Confisco e destinação dos recursos
Caso os bancos não contestem o bloqueio ou não apresentem justificativas aceitáveis, a Advocacia-Geral da União (AGU) ajuizará ações de expropriação definitiva. Os valores confiscados serão integralmente revertidos para o Fundo Nacional de Segurança Pública.
O decreto também estabelece a responsabilidade solidária de toda a cadeia. Empresas de meios de pagamento que continuarem processando transações para bets sem licença serão punidas solidariamente. Pessoas físicas e jurídicas que promoverem marcas clandestinas — incluindo influenciadores digitais — responderão criminal e administrativamente. O governo já derrubou cerca de 800 perfis de influenciadores e celebridades que faziam propaganda de plataformas proibidas.
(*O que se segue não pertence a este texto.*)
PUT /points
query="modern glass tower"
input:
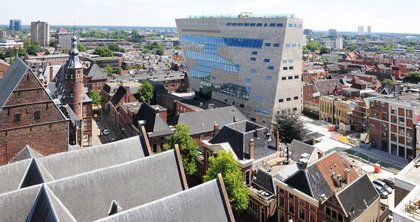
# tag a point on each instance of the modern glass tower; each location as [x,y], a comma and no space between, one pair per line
[254,63]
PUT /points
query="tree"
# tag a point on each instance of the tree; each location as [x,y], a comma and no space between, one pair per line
[187,147]
[108,69]
[103,52]
[81,47]
[118,70]
[225,164]
[410,50]
[145,92]
[324,50]
[290,127]
[96,98]
[412,77]
[388,81]
[313,46]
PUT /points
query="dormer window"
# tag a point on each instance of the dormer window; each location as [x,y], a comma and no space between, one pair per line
[114,208]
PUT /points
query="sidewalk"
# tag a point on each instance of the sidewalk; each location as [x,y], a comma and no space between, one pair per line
[390,159]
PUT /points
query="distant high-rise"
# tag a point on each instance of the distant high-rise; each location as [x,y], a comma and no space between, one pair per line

Contraste com o mercado legal
As empresas regulares devem cumprir regras como pagamento de outorga de R$ 30 milhões, conformidade tributária e diretrizes de publicidade. As clandestinas ignoram essas exigências, bem como o sistema de autoexclusão integrado ao portal gov.br, que já foi acionado por 700 mil brasileiros para bloquear o próprio acesso aos jogos. Uma pesquisa Datafolha de maio apontou que o volume total de apostadores recorrentes — em plataformas regulares ou não — representa 7% da população adulta do país, o equivalente a 11,5 milhões de pessoas.
Apoio das entidades
As principais associações do setor legalizado — Associação Nacional de Jogos e Loterias (ANJL), Instituto Brasileiro de Jogo Responsável (IBJR) e associação Zetta — manifestaram apoio à medida. Para elas, o expurgo dos operadores piratas é urgente para garantir a segurança dos usuários, estancar a evasão fiscal e eliminar a concorrência desleal.
Operação Canto da Sorte
O decreto ocorre na esteira da Operação Canto da Sorte, deflagrada na quinta-feira, 18 de outubro, que desmantelou um esquema interestadual de licenças fraudulentas. O alvo foi a LotSeridó, loteria criada pela prefeitura de Bodó, no Rio Grande do Norte — município com apenas 2.363 habitantes. Em dez meses, a estrutura municipal chancelou o funcionamento de 37 sites de apostas, arrecadando R$ 8,3 milhões em taxas locais. As empresas investigadas declararam receita de R$ 415 milhões.
Dario Durigan explicou que o governo acionou o STF para impedir que municípios tenham competência para autorizar jogos, e que a investida em Bodó é o primeiro passo de uma ofensiva coordenada. A estratégia se apoia em quatro pilares: bloqueio de ativos, punição de intermediários, responsabilização de promotores e perda definitiva de bens.